Bab 18. Petunjuk

14 1 0
                                    

Jantung Raden Mas Sastro Sumitro hampir menjelos keluar. Mereka berdua saling menenangkan diri mendapati kejadian aneh itu. Setelah tenang, Edi mencari laki-laki yang mengangetkan tadi, tapi tidak ada. Di taman tidak ada, di sekitar taman tidak ada, di sekitar mobil parkir juga tidak ada.

Taman itu berada di tengah-tengah empat ruas jalan, tetapi sepanjang mata memandang tidak terlihat orang berjalan kaki mengenakan caping di kepalanya.

"Kita cari ke sana, Ed. Pasti belum jauh."

"Siap."

Mobil meluncur lambat menyusuri setiap cabang jalan simpang empat itu. Namun, tetap nihil. Bahkan orang-orang jualan yang ada di pinggir jalan ditanya tidak melihat. Kalau dipikir dengan nalar laki-laki yang Pak Raden cari seharusnya menarik perhatian. Di zaman serba internet masih ada yang memakai caping dan membawa celurit berjalan kaki. Dan tiga pedagang yang berada di dekat bundaran taman tadi pun tidak melihat ada orang memotong rumput.

"Ndak ada, saya hanya melihat Aden dan Bapak ini."

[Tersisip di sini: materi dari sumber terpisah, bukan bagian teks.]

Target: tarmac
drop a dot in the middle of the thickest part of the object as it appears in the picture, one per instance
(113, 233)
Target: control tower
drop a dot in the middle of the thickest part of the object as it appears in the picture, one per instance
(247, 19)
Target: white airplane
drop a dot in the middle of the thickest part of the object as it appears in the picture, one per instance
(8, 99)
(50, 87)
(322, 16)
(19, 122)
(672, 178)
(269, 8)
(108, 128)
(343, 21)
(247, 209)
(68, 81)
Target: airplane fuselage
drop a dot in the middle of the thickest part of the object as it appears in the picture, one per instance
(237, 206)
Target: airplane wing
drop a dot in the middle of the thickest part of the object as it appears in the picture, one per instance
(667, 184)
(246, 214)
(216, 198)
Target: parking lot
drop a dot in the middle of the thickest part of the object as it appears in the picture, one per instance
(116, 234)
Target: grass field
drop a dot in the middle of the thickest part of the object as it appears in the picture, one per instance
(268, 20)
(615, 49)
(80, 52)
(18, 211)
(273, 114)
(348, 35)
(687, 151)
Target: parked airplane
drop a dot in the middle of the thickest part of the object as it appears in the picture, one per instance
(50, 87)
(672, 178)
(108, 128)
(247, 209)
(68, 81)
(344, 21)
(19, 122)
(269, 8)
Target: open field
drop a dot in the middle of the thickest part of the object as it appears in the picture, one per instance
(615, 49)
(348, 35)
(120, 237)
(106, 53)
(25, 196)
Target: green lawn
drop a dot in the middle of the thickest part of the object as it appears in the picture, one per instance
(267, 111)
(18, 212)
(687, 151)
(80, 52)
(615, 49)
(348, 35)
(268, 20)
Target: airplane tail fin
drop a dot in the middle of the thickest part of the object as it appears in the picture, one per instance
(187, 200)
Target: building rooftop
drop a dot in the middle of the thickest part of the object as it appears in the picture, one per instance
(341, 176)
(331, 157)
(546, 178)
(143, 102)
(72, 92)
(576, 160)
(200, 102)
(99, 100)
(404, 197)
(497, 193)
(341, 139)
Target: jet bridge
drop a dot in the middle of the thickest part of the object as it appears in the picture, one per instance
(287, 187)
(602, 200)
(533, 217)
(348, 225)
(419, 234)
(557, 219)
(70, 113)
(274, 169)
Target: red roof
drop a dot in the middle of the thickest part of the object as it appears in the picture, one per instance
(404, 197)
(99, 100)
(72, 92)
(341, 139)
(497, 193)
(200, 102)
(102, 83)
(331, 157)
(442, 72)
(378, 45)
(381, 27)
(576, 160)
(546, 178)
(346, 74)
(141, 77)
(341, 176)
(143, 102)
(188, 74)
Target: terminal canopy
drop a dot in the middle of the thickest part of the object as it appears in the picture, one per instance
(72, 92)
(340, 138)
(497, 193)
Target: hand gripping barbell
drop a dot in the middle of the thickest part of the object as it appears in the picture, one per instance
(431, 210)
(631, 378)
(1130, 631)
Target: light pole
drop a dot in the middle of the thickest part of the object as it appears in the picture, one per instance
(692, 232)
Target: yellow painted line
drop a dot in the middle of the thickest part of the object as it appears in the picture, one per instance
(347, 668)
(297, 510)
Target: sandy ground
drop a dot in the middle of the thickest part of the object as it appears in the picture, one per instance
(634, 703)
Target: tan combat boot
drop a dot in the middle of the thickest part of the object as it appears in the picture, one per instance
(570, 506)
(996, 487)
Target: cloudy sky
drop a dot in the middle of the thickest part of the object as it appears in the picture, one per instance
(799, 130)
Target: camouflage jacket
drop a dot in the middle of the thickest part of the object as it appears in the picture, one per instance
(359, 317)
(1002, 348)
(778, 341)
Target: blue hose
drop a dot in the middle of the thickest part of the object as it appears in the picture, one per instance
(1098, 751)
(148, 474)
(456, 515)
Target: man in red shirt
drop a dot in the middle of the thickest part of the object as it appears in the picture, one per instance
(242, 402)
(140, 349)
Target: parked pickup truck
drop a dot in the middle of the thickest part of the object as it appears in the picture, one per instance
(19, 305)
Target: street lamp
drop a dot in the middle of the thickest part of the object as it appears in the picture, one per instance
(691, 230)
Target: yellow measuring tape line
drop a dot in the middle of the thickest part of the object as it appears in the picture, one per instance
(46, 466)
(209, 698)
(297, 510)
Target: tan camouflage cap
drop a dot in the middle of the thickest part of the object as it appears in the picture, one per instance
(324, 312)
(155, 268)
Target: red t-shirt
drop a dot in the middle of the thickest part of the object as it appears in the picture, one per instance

Pak Raden dan Edi saling tatap. Wajah mereka merona merah. Sepertinya apa yang ada di benak mereka sama.

'Mengapa ini terjadi lagi?'

Seorang tukang parkir menyarankan mereka untuk istirahat dulu sekedar minum air hangat sambil cuci muka. Mobil parkir di dekat sebuah warung kopi yang tidak terlalu ramai.

"Kalau mau cuci muka dan tangan, itu ada masjid, Pak," ujar tukang parkir.

Pak Raden dan Edi melangkah ke masjid yang berjarak sekitar lima puluh meter dari warung kopi. Sebelum kaki melangkah memasuki pelataran masjid Edi mengucap salam yang diikuti Pak Raden di dalam hati.

"Assalamualaikum," ucap Edi.

Keduanya mencari tulisan 'tempat wudu'. Edi langsung berwudu.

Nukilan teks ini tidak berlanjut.